Chef Coleen Speaks of Hummingbird and PoshNosh Catering is bringing back her annual Mardi Gras bash at Whitaker and Atlantic this Sunday, March 3, from 2:00–6:00 p.m. Tickets are $25 and include a crawfish boil, red beans and rice, and King Cake, as well as live music from Side Car Social Club. There will be a full cash bar along with specialty cocktails such as a blackberry Sazerac and a blackberry absinthe frappe. To purchase tickets, click here, or for more information, visit the Facebook event page.

Snag Tickets to Brewery Bhavana’s First Beer Fest

Brewery Bhavana recently announced on Instagram that it will host its first annual Soft Beer Fest from 2:00–6:00 p.m. on Sunday, March 31, which will highlight brews with “subtle and nuanced fermentation flavors, complex aromatics, silky carbonation, and pillowy textures.” The Bhavana team will release the full beer list in the coming weeks but has so far announced they’ll pour beers and ciders from the likes of Brewery Vivant, Civil Society, Fonta Flora, New Belgium, Oxbow, Shacksbury, TRVE, and Zillicoah Beer Co. Tickets are $70 each and include unlimited pours, food, and music.
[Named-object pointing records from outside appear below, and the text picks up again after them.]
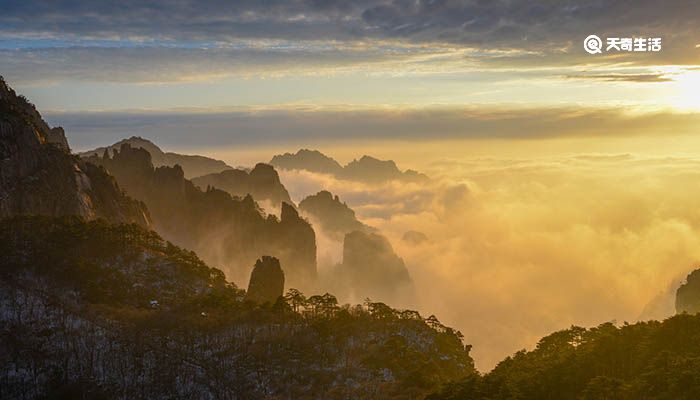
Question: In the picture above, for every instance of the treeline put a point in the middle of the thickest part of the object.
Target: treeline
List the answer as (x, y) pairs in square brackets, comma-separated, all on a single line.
[(113, 311), (646, 360)]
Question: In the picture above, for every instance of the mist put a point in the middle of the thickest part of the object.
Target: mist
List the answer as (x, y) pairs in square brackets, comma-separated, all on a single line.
[(519, 248)]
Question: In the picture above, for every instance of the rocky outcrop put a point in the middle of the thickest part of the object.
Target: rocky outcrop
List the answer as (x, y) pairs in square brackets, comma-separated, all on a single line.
[(371, 266), (371, 170), (266, 283), (39, 176), (228, 232), (192, 165), (333, 216), (262, 182), (688, 294), (366, 169), (414, 238), (310, 160)]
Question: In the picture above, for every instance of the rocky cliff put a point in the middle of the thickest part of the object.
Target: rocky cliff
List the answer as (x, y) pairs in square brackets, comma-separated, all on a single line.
[(91, 310), (38, 175), (228, 232), (192, 165), (366, 169), (372, 269), (266, 283), (688, 294), (333, 216), (262, 182)]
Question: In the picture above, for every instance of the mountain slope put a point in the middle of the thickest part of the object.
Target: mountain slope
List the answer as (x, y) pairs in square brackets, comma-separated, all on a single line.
[(646, 360), (262, 182), (38, 175), (92, 310), (224, 231), (333, 216), (192, 165), (366, 169)]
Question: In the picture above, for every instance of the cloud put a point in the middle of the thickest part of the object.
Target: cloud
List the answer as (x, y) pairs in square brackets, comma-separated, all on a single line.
[(644, 78), (496, 34), (300, 126), (523, 247)]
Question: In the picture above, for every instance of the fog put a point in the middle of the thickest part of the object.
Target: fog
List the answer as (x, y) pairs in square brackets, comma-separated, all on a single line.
[(519, 248)]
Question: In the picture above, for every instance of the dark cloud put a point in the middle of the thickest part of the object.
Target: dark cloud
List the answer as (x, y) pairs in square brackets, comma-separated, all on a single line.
[(549, 28)]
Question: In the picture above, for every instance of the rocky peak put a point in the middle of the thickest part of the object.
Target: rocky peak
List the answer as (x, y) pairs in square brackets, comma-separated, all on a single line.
[(39, 176), (688, 294), (262, 182), (266, 281), (333, 216)]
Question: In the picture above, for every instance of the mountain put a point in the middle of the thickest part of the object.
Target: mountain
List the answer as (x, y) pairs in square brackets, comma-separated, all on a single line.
[(266, 283), (333, 216), (262, 182), (370, 269), (103, 311), (38, 175), (310, 160), (370, 169), (646, 360), (688, 294), (192, 165), (230, 232), (366, 169)]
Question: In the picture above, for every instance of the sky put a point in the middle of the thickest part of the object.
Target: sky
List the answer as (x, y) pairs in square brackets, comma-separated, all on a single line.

Only three hundred tickets will be available for purchase online beginning at noon on Wednesday, March 6. Click here for more information.

Spend a Tasty Evening at the Museum with “La Experiencia Latina”
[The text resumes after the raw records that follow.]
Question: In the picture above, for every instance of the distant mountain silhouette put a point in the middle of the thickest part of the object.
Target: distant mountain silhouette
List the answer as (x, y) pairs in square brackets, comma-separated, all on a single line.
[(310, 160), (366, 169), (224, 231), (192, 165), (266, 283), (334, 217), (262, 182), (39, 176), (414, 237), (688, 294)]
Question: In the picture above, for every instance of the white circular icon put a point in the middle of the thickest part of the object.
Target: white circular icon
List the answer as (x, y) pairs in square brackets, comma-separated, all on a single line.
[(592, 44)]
In conjunction with the City of Raleigh Museum’s current exhibition, Al Norte Al Norte: Latino Life in North Carolina, the Friends of the City of Raleigh Museum is hosting a three-course dinner featuring three local chefs, each representing a different Latin American country: Chef Eli Rodriguez of so•ca is representing El Salvadorian cuisine, chef Angela Salamanca of Centro and Gallo Pelon is representing Mexican cuisine, and chef Danielle Centeno of Escazu Chocolates is representing Venezuelan cuisine. Guatemalan music will be provided by Blanchee Reyes and family. Tickets are $75; to purchase, click here.

BITE OF THE WEEK

Last week a friend asked me, “Where have you eaten lately that’s good?”
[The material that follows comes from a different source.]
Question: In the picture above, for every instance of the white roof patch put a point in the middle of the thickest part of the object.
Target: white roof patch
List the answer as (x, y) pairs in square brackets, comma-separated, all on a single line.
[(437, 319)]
A fair question, especially given my job as a food editor, but I think my answer really surprised her.

“Well, I had really amazing fried chicken at Chicken Hut the other day.”

“Oh! Chicken Hut? Is that new? Where is that?”

I explained that no, it wasn’t new. That The Chicken Hut, located on Fayetteville Street in Durham, has been around since the 1960s, and is a classic meat-and-three where you’ll find some of the Bull City’s best fried chicken—rip-roaring hot, juicy, crazy crunchy crust—as well as classic Southern fare such as smothered pork chops, baked chicken, and ribs, plus all the fixins (go for the collards and mac and cheese).

At a time when dining out is a national obsession bordering on competitive eating, it’s so easy to focus on the shiny new thing (and then Instagram it, because if you didn’t, did you really even eat it?). And it’s also easy to overlook the stalwarts that are just as vital a part of the local food community, whether you’ve lived somewhere your whole life or are a transplant, and especially so when you work in food media (guilty as charged). So today, I’m raising a glass (OK, fine, a Styrofoam cup) of sweet tea and saluting institutions like Chicken Hut that turn out plate after plate of consistently good food with a side of down-home hospitality without any of the fanfare.

And in case you’re wondering, it turns out that the fried chicken is mighty photogenic, too.